Reviewed by Chris
TITLE: Broken Souls
SERIES: Scarred Souls #3
AUTHOR: T.T. Kove
PUBLISHER: Arctic Circle Press
LENGTH: 232 pages
RELEASE DATE: August 12, 2016
BLURB:
“Jumping my teacher was a great idea at the time.”
Chad hasn’t had an easy life, with an abusive father and a mother who killed herself. Add to that Dion, the teacher he’s in love with, rejecting him, and a mental illness taking over his life: things are far from great—even if they feel great in the clutch of mania.
Jeremy has a hard enough time dealing with Dion cheating on him, and he does not need the student in question to show up at his door. But Jeremy’s not heartless either, and he helps the beaten teenager.
It gets more complicated when Jeremy realises Dion isn’t over Chad—and then when Jeremy himself starts to care for Chad too. Can they figure out a way to make things work between them, amidst Chad’s deteriorating mental state and the deaths of two people close to him?
REVIEW:
Having sex with your college teacher in the middle of the teacher’s lounge is probably not a good idea. Especially when he already has a boyfriend. Especially when you are kinda hallucinating all sorts of shit while it happens. But Chad has hardly lived a life best characterized as full of “good ideas.” Which is probably why he finds himself outside Dion’s, his teacher’s, apartment after being beaten up by his father. It might not be a good idea, but at that point he doesn’t have many kinds of ideas left. With everything in his life spiraling down to who-knows-where, Chad can only hope that Dion and Jeremy, Dion’s boyfriend (who is rightly pissed about that whole ‘cheating’ thing), can help him find a safe place to land.
I have some pretty mixed feelings about this book.
On one hand I really liked how Chad was written. The author really brought out the chaotic and sometimes manic shifts in moods that he experiences. Chad’s bipolar and suicidal problems were very well written. They were certainly not easy topics to tackle, or to read for that matter, but I really liked how the author didn’t half-ass it. It was dark and messy and as a result came off feeling real.
On the other hand all those shifts in emotions made this book exhausting to read. By the time we got to the end of the book, I was just done. I couldn’t read anymore. The downside of having all of Chad’s fluctuating emotions coming out as spot-on, realistic, is that I experienced every single of one of them as Chad did and I was left wrung out by not even the half-way point. Even when we did switch over to Jeremy’s pov–which did actually help a bit in stabilizing the story–I couldn’t seem to catch my breath because Chad was still there on page teetering from one side to the next in quick succession. Only we got Jeremy’s issues added to it. It was, like I said, exhausting.

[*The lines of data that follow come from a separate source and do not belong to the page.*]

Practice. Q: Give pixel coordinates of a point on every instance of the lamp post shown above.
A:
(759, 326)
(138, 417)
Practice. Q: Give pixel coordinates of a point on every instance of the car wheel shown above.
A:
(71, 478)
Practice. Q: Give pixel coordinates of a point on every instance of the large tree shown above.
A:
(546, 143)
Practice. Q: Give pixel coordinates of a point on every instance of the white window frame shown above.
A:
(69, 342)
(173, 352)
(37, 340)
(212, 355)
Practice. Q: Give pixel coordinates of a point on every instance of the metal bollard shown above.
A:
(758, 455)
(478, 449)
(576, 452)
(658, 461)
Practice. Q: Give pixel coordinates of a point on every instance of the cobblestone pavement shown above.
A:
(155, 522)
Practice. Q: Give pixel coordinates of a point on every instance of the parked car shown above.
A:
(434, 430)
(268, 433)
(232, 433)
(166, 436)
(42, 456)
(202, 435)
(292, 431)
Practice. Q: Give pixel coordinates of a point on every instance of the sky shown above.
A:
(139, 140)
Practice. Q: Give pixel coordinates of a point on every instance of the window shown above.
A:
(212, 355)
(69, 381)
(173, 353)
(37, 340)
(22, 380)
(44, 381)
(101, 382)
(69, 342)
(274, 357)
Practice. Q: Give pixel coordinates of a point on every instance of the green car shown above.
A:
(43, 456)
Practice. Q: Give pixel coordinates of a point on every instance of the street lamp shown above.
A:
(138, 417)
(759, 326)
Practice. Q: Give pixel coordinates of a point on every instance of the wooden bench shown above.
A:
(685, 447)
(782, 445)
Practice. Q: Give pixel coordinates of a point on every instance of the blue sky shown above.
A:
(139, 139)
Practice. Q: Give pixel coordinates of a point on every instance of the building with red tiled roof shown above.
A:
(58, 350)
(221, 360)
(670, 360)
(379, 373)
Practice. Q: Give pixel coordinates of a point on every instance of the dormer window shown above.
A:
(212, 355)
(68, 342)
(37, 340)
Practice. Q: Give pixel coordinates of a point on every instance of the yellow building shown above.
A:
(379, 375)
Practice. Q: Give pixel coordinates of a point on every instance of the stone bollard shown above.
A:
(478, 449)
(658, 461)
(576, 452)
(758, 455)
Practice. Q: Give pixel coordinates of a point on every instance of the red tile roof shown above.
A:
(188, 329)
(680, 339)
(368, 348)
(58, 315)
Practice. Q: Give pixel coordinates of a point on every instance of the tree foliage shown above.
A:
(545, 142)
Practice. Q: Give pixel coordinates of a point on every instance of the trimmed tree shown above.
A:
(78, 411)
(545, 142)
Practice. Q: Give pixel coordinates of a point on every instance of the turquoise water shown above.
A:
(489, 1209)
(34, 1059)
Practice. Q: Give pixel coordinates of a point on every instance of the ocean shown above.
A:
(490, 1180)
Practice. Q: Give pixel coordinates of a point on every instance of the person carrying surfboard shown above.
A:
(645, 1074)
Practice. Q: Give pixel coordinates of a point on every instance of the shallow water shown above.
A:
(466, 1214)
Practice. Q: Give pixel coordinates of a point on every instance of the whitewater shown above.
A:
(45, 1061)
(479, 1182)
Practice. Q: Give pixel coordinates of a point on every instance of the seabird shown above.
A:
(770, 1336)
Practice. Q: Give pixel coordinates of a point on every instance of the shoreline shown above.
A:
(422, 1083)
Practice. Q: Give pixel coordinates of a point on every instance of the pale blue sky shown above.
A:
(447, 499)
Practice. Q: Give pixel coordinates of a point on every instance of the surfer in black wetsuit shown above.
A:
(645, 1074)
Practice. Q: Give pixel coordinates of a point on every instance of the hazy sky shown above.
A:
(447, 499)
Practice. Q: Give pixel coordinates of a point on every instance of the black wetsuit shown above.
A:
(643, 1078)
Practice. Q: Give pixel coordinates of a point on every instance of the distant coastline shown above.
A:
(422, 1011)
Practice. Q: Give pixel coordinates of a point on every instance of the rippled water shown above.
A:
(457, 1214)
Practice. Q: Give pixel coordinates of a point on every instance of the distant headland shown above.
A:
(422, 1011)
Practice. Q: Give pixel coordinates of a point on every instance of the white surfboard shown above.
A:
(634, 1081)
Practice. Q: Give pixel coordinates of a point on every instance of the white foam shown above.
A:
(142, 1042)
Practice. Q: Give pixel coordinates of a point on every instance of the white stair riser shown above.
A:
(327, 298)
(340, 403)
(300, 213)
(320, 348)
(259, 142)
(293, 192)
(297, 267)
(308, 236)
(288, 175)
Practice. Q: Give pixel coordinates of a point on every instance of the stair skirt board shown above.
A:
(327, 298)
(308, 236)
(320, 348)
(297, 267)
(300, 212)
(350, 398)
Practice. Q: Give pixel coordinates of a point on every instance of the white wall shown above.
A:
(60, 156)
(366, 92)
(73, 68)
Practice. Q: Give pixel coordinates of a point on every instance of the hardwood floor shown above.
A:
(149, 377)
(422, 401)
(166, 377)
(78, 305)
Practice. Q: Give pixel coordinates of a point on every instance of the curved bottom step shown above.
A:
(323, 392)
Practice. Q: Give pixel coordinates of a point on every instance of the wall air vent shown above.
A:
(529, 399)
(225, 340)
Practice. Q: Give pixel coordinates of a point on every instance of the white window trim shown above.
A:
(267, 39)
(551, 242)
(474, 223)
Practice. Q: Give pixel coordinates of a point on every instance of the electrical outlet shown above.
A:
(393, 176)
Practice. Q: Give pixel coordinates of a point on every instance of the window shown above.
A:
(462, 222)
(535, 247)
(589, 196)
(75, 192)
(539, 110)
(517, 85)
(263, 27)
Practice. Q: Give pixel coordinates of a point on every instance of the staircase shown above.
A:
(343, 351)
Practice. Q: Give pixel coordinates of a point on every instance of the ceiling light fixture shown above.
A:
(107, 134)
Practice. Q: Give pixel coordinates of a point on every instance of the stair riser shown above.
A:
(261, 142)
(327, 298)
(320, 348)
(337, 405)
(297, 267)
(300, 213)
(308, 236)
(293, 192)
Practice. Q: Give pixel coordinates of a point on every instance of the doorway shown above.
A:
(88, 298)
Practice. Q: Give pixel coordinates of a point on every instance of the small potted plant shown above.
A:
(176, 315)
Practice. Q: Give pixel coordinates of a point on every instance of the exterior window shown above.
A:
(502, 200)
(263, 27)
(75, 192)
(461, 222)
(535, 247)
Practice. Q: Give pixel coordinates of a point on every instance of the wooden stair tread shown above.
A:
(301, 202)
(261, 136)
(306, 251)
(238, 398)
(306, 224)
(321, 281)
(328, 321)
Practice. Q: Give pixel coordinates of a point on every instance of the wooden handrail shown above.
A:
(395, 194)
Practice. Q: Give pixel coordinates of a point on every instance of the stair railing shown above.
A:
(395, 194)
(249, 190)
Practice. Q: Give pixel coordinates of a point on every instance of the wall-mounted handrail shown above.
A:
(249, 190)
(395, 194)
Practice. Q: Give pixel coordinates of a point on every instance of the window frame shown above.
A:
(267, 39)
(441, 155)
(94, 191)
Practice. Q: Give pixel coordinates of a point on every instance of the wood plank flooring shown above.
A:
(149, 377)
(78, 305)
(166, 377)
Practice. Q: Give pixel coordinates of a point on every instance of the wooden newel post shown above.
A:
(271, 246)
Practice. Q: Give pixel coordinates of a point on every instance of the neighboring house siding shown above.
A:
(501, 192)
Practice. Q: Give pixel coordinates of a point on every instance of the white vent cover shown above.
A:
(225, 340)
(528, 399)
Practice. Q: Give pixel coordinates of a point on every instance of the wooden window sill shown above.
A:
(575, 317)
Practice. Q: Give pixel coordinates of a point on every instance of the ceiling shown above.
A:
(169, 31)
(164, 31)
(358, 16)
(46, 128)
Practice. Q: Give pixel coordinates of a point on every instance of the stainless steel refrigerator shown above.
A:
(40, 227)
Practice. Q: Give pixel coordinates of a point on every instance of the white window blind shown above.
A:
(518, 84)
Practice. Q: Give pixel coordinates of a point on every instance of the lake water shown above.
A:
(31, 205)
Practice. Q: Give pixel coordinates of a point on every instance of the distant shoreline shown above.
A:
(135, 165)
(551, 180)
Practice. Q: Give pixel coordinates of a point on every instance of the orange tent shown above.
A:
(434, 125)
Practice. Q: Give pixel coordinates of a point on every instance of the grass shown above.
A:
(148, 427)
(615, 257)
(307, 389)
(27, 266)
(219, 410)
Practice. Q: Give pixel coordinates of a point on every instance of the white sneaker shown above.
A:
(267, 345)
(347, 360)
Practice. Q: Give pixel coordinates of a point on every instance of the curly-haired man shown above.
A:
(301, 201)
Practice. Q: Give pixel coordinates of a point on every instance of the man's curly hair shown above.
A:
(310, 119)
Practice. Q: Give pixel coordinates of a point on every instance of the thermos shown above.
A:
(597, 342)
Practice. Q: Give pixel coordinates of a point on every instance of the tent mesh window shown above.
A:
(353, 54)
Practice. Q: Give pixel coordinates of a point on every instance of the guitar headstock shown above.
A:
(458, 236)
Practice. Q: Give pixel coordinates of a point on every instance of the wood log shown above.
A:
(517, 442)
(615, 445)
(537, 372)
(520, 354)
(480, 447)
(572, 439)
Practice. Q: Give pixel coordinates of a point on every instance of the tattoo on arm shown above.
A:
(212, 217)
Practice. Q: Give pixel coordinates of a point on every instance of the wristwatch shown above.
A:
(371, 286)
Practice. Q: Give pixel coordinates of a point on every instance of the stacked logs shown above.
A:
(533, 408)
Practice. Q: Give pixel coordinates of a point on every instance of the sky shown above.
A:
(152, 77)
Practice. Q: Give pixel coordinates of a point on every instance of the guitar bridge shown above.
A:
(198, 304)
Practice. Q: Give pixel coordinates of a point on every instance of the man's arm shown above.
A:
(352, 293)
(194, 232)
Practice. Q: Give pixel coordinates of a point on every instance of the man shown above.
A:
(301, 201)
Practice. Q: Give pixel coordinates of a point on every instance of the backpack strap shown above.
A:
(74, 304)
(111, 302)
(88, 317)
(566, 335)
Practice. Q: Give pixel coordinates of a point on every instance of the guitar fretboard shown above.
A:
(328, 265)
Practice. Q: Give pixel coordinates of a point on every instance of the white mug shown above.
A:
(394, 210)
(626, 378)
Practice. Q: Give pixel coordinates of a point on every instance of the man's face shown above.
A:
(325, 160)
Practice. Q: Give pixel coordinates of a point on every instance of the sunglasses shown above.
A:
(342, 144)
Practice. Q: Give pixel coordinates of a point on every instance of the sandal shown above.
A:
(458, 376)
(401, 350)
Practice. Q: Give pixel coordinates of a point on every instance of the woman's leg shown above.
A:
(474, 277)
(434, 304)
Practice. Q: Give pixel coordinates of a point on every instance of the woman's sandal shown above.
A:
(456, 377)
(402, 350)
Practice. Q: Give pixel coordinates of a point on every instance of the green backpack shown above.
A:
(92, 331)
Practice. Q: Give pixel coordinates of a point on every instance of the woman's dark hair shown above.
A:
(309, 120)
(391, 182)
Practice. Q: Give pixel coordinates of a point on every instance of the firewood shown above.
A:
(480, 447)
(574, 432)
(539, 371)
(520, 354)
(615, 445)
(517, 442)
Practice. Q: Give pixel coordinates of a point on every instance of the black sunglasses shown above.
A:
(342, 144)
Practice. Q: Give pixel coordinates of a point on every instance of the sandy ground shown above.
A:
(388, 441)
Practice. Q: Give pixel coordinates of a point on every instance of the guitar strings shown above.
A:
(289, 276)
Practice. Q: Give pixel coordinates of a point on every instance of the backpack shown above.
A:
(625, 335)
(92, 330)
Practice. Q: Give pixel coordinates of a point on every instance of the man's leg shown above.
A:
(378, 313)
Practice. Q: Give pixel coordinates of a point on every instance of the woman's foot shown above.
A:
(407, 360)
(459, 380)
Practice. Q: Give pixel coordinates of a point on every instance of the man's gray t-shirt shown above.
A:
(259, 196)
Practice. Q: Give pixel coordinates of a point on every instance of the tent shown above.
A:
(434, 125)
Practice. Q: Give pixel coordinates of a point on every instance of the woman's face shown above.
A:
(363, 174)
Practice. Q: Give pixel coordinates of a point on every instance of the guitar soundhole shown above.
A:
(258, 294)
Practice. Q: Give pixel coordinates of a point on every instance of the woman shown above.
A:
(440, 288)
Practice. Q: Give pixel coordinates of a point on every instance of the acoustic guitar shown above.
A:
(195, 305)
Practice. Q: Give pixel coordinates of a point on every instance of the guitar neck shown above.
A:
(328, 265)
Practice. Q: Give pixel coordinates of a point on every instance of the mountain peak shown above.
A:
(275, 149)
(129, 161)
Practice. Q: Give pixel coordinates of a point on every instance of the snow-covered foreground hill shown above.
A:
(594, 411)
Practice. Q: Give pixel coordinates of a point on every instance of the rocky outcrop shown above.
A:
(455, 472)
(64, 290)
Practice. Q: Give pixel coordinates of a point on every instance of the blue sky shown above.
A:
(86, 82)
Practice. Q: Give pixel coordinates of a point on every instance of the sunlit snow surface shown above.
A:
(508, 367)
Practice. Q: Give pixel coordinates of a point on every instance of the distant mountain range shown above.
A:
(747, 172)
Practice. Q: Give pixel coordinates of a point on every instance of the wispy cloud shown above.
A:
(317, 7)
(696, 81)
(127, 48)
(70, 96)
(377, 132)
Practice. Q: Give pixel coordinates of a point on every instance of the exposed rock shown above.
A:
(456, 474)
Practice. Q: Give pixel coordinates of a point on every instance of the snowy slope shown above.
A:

I was also not really at all comfortable with the sex in this book. The way Chad pushes both Jeremy and Dion into sex with him (during his more manic periods) made me uneasy. But not nearly as uneasy as Chad himself doing these things when he is clearly not in a frame of mind to consent to anything. Add to it the whole teacher-student dynamic and I’m not sure that there was much in the way of fully-consensual sex in this book. Yeah, they all say “it felt good so of course I wanted it” after the fact…but I’m not sure that is enough for me.
Do I think this book is worth reading? Yeah, probably. Just you need to know what you are getting yourself into before you start. Especially when you are triggered by things like suicide and rather frank depictions of depression.